# Router bit identification



## redhandmanc (Mar 7, 2012)

hell
I have a ruter bit with 1/4 inch shan
It is a straight bit but is bladeless ??

What is it ?:help:


----------



## bobj3 (Jan 17, 2006)

Hi

Sounds like a trim bit

*Flush and Bevel Router Bits*

MLCS solid carbide router bits

==



Redhand said:


> hell
> I have a ruter bit with 1/4 inch shan
> It is a straight bit but is bladeless ??
> 
> What is it ?:help:


----------



## bcfunburst (Jan 14, 2012)

If it has no blade on a 1/4 inch shank, could it be a centering pin???


----------



## del schisler (Feb 2, 2006)

bcfunburst said:


> If it has no blade on a 1/4 inch shank, could it be a centering pin???


no the centering bit should be a tapper so that when the bit is in the collet and the base plate is put down on the router the tapper it will center the plate. Maybe the cutter's are missing i havent seen a bit with out cutter's on it ? is their anything on the end or nothing ?


----------



## bobj3 (Jan 17, 2006)

Hi

Not all line up pins have a tapper to them.

Solid Brass Router Inlay Kit

==


----------



## bcfunburst (Jan 14, 2012)

I have 3 different centering pins for inlay. NONE of them are tapered.


----------



## jschaben (Jun 21, 2009)

I've got some tapered centering pins, as well as some straight ones, but the one I like the most is the disc type. Doesn't work on all routers though.


----------



## bobj3 (Jan 17, 2006)

Hi John

I'm with you on that one I'm not a big fan of the cone type or the taper type.
With the right disk it will work on any router..

==




jschaben said:


> I've got some tapered centering pins, as well as some straight ones, but the one I like the most is the disc type.

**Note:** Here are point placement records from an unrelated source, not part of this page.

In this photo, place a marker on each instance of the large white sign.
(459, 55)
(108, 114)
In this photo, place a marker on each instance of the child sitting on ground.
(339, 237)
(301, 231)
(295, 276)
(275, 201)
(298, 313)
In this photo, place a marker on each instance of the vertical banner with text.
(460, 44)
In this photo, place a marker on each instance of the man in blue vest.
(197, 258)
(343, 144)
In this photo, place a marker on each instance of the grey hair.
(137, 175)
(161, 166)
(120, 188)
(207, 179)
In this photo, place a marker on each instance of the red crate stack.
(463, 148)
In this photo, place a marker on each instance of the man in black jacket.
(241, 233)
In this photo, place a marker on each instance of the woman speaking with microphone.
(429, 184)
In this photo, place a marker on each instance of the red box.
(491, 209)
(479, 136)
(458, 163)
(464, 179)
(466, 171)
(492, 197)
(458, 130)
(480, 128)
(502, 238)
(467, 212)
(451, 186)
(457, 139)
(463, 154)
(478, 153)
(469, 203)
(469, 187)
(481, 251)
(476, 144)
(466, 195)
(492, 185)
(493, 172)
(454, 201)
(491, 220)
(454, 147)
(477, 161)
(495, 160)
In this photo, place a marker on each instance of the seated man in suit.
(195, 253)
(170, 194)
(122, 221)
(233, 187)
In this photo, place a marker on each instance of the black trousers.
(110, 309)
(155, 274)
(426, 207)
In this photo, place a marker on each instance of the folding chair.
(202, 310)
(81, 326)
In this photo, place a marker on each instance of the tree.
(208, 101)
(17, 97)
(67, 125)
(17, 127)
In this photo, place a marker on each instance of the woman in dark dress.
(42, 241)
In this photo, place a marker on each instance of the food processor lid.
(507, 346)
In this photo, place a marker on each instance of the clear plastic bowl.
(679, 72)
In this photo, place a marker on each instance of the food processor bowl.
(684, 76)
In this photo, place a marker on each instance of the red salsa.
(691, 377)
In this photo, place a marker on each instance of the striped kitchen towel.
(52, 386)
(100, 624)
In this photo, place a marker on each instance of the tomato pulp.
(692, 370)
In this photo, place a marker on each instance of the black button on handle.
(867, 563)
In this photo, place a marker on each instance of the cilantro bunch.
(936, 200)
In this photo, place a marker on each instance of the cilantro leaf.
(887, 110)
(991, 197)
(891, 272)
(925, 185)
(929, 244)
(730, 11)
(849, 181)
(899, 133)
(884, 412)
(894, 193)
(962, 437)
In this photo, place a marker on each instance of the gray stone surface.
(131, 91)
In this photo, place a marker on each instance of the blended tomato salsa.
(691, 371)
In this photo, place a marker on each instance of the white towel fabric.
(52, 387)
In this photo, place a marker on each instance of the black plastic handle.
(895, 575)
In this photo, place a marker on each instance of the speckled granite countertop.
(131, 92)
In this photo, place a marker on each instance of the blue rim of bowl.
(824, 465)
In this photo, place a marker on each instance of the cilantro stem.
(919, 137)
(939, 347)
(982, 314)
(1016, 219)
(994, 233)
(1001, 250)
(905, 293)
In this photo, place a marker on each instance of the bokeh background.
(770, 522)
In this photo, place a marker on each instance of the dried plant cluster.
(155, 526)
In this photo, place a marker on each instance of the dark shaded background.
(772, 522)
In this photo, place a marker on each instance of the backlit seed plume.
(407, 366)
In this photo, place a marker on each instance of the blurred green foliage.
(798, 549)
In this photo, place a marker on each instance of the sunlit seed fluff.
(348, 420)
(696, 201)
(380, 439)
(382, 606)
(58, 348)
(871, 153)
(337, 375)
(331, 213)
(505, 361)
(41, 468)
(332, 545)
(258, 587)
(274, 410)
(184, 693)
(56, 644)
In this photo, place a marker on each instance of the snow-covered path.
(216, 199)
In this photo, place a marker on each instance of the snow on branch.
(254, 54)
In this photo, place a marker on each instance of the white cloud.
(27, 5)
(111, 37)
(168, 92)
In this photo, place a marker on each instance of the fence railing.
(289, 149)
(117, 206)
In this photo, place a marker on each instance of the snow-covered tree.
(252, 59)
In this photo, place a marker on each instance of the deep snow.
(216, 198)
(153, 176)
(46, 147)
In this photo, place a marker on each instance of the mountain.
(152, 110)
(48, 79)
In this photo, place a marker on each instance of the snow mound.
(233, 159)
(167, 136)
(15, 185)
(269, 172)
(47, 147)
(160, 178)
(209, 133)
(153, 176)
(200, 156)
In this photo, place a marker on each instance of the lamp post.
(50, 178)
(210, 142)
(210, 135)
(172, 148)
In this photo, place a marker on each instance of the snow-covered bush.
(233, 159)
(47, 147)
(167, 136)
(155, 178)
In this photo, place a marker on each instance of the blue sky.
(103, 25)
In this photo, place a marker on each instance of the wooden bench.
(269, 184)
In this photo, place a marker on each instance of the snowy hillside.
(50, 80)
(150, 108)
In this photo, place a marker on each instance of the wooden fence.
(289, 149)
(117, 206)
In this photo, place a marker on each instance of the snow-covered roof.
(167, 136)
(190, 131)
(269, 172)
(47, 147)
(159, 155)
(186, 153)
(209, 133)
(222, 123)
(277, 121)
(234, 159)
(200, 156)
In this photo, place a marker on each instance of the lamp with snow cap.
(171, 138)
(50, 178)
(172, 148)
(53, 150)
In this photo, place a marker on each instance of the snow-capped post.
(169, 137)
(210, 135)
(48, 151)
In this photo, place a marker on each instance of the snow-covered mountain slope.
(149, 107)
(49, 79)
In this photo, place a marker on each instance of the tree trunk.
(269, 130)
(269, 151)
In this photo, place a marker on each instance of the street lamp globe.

Doesn't work on all routers though.


----------



## jschaben (Jun 21, 2009)

bobj3 said:


> Hi John
> 
> I'm with you on that one I'm not a big fan of the cone type or the taper type.
> With the right disk it will work on any router..
> ...


Hi Bob - The ones I was thinking of were the two I have set up with Milescraft plates and the Trend T-4 which doesn't have any kind of relief in the adapter. :wacko:


----------



## bobj3 (Jan 17, 2006)

Pictures ? John

==



jschaben said:


> Hi Bob - The ones I was thinking of were the two I have set up with Milescraft plates and the Trend T-4 which doesn't have any kind of relief in the adapter. :wacko:


----------



## jschaben (Jun 21, 2009)

bobj3 said:


> Pictures ? John
> 
> ==


Talking about the T-4 adapter?? Just a flat plate with two screw holes on the edges and a large hole in the middle for the bushing. Bushing has a little slop in the hole, not a lot but enough. The screw holes are countersunk to boot. Whole thing is recessed up in the base enough for the bearing flange to clear. I've been installing the thing upside down with button head capscrews to keep from pulling it off center when I tighten them. I can get pics in the morning if you want. 
I've got milescraft bases on the old Craftsman and the Triton JOF001.


----------



## redhandmanc (Mar 7, 2012)

thanks everyone.
It certainly isnt a catter / trimmer as I said there is no blade.
The bottom is flat so its not a "V" type but some sort of centring pin is quite likely the bottom of the object has a small hole.

I could upload a photo of it - but can't with my membership

Thanks all


----------